O perfil socioeconômico dessa população foi detalhado por um levantamento do programa federal “Aqui É Brasil”, implementado pelo Ministério dos Direitos Humanos e da Cidadania. Os dados revelam que o universo dos migrantes barrados é composto essencialmente por homens jovens, sozinhos e com inserção no mercado de trabalho informal americano. A esmagadora maioria deles trabalhava em jornadas exaustivas que superavam as oito horas diárias na costa leste dos Estados Unidos, concentrando-se na Flórida e na região Nordeste, em estados como Massachusetts, Nova York e Nova Jersey. No quesito escolaridade, uma parcela significativa de 42% havia concluído o ensino médio antes de tentar a vida no exterior.
A ministra dos Direitos Humanos, Janine Mello, pontua que o aumento na frequência das deportações exigiu uma resposta rápida do governo federal para gerenciar o impacto social do regresso forçado. O programa “Aqui É Brasil” foi desenhado justamente para mitigar o desamparo inicial, oferecendo suporte logístico para que os cidadãos alcancem suas cidades natais, além de assistência médica, emissão de novos documentos de identidade e reativação de laços familiares. O planejamento governamental prevê ainda frentes voltadas ao empreendedorismo por meio de linhas de microcrédito e cursos de capacitação técnica, visando reinserir essas pessoas na economia nacional.
A urgência do suporte psicológico e social se justifica pelos relatos de abusos sofridos durante o confinamento nos Estados Unidos. A pasta dos Direitos Humanos monitora denúncias de violações ocorridas nas instalações de detenção do ICE. Exemplo disso é a trajetória do trabalhador da construção civil Gilson Dias de Andrade, que desembolsou US$ 32 mil em 2021 em um esquema de migração conhecido como “cai-cai”. Após ingressar com a esposa e as filhas pela fronteira do Arizona e se entregar à polícia local — tática que antes garantia a liberação temporária sob monitoramento —, Gilson fixou residência na Flórida, onde conseguiu estabilidade financeira informal.

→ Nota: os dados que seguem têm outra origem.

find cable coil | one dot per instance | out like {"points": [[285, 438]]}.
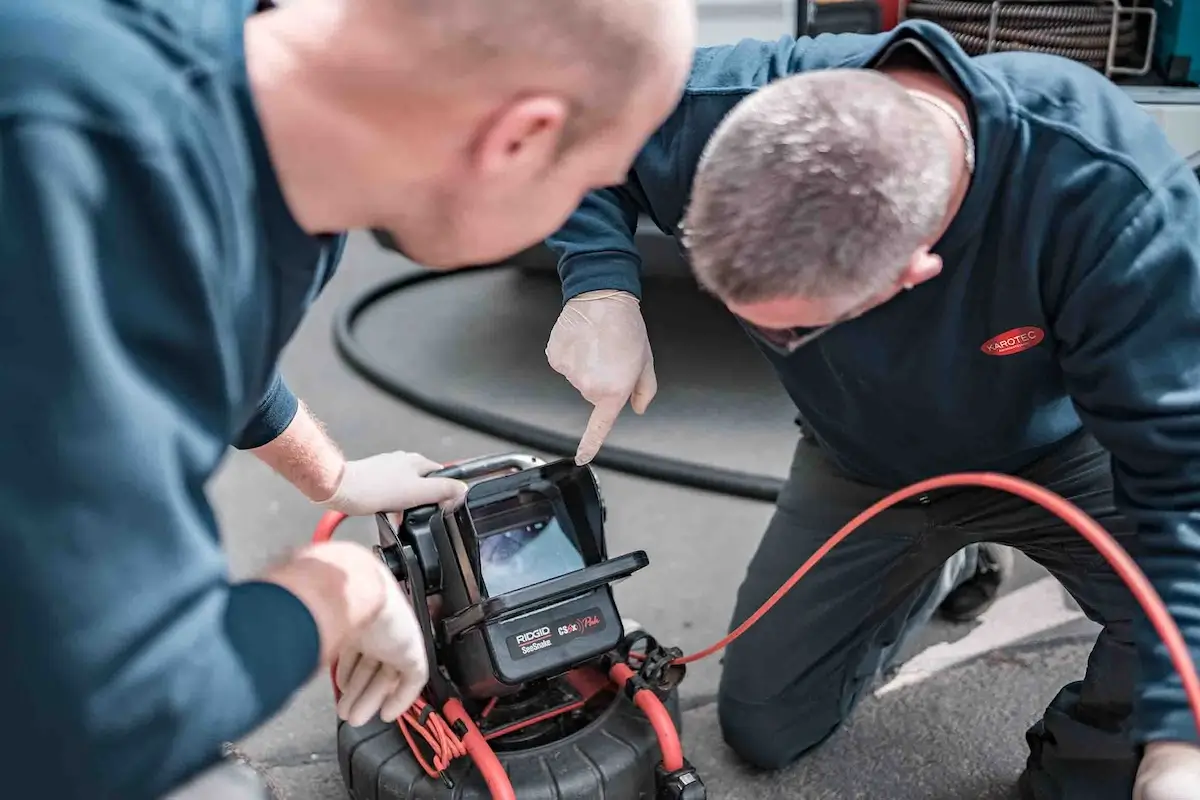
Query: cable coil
{"points": [[1081, 31]]}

Sua situação desmoronou em agosto passado ao ser detido em uma abordagem no trânsito e transferido para a custódia da imigração. Em quatro meses, o trabalhador peregrinou por nove centros de detenção diferentes em estados como o Texas e a Louisiana, sofrendo com a alimentação precária e a perda acentuada de peso antes de ser efetivamente deportado. O desfecho mais dramático, contudo, foi a fragmentação familiar, visto que sua esposa e filhas permaneceram em território americano enquanto ele foi obrigado a retornar sozinho.
Esse fenômeno de migração em massa não é recente e possui raízes históricas profundas em algumas regiões. A professora Sueli Siqueira, pesquisadora da Univale, estuda o fluxo migratório de Governador Valadares há quase três décadas e aponta que metade dos lares do município possui ao menos um integrante com vivência internacional. A tradição começou com a vinda de engenheiros e operários norte-americanos para a exploração de minérios durante a Segunda Guerra Mundial, consolidou-se com programas de intercâmbio na década de 1960 e ganhou contornos de êxodo econômico a partir dos anos 1980.
De acordo com o Itamaraty, redes internacionais de contrabando humano impulsionaram drasticamente o volume de travessias irregulares nos últimos anos. Enquanto em 2009 o total de brasileiros barrados na fronteira não chegava a mil indivíduos, em 2021 o indicador saltou para a marca histórica de 100 mil apreensões. Atualmente, a diplomacia estima que cerca de 2,9 milhões de brasileiros residam nos Estados Unidos. Desse total, as análises do centro de pesquisas Pew Research indicam que 250 mil se encontram em situação indocumentada, mas apenas uma fração de 37 mil enfrenta processos judiciais formaveis que podem culminar no mesmo destino de repatriação compulsória.